Görevden alınan İçişleri Bakanı İdris Naim Şahin, kendisine yapılan muameleye epey bozulmuş. Bir kere, haberi son anda aldığı belli oluyor. Hiçbir hazırlık yapmadan bir Karadeniz gezisine çıkmış. Görevden alınma haberini, bir toplantının orta yerinde sahnedeyken önüne konulan nottan görmüş. Yüzü fena halde bozulmuş. Sadece o kadarla kalsa: geziyi yarısında iptal ederek Ankara’ya dönmüş. Sonra da demeç verip, 18 ayda kapının önüne konulmasına içerlediğini açıkladı. Çok konuşma, İdris Naim! Sen on sekiz ayda bile elini ne kana, ağzını ne ayıplara bulaştırdın. Görevinin bu süreyle sınırlı olmasına memnun ol. Yoksa ileride tarihin mahkemesinde çok daha fazla hesap vermek zorunda kalacaktın! Yürü bakalım, anca gidersin!

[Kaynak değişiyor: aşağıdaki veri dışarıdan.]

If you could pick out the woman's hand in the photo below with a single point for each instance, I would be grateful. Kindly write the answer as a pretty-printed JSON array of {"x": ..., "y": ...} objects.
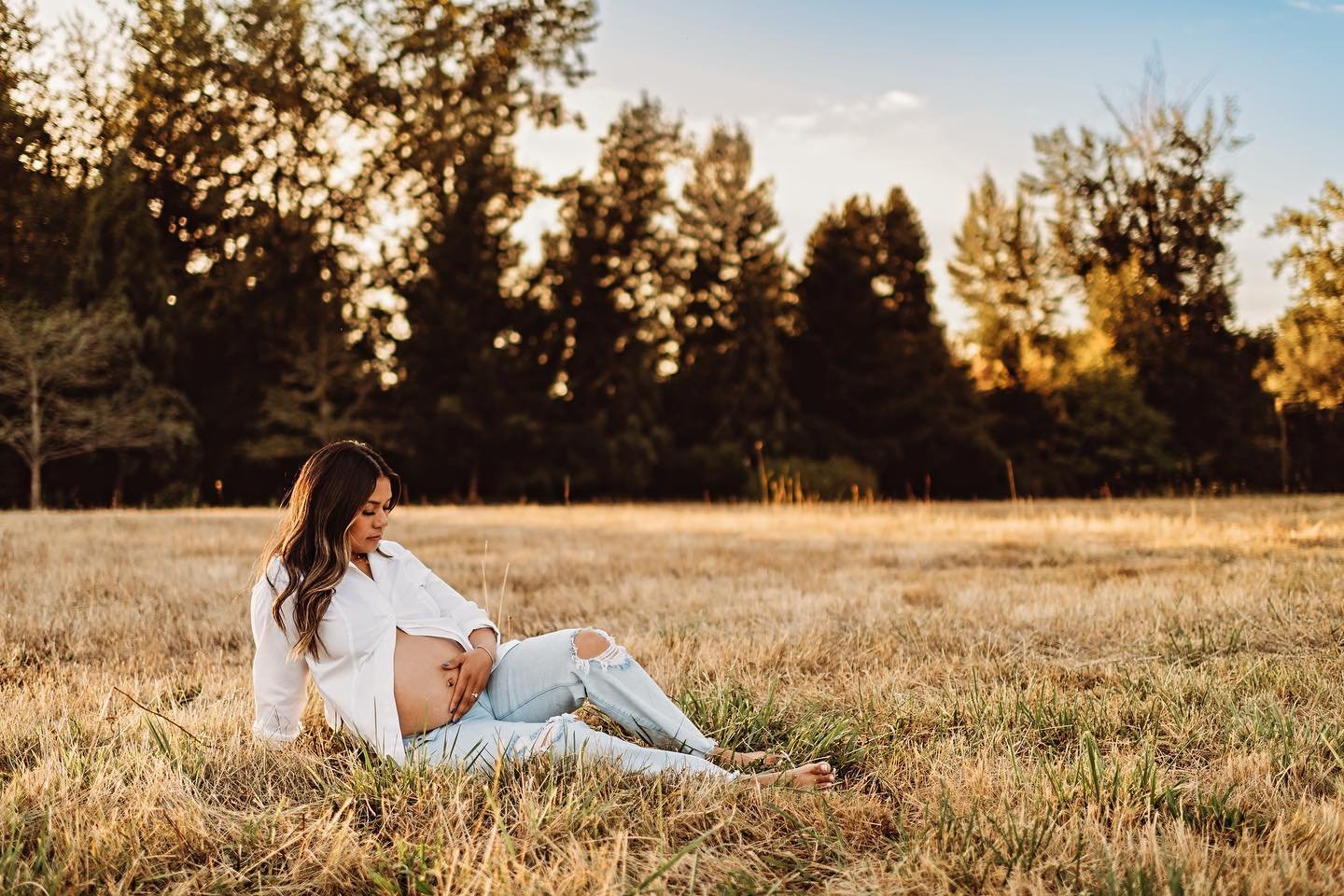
[{"x": 472, "y": 670}]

Ha, bu arada Adana’da portakal ağacına asılı bulunan Kürt dostumuz Metin Alataş için senin bakanlığının güçlerini suçlayan yoldaşımız Şiar Rişvanoğlu’na açtığın antika tazminat davasını da al, öyle git!
Sola olan biten, İdris Naim Şahin’in görevden alınmasında bir kez daha ortaya çıktı. Sol, düşmanlarını güçlü görmek için elinden geleni yapıyor. ABD şöyle güçlü, Erdoğan böylesine muktedir. Bu arada, kendi gücünü de fena halde küçümsüyor. İdris Naim Şahin, halkın ve solun eleştirileri karşısında Tayyip Erdoğan için artık bir yük haline gelmişti, onun için gitti. Devrimci İşçi Partisi, aylardır Şahin’in görevden alınmasını talep ediyordu. İç Savaş Bakanı’nı uğurladık, şimdi sırada Dış Savaş Bakanı var. Daha açık söyleyelim: Sıra Davutoğlu’nda, nam-ı diğer Sıfır Ahmet Paşa’da!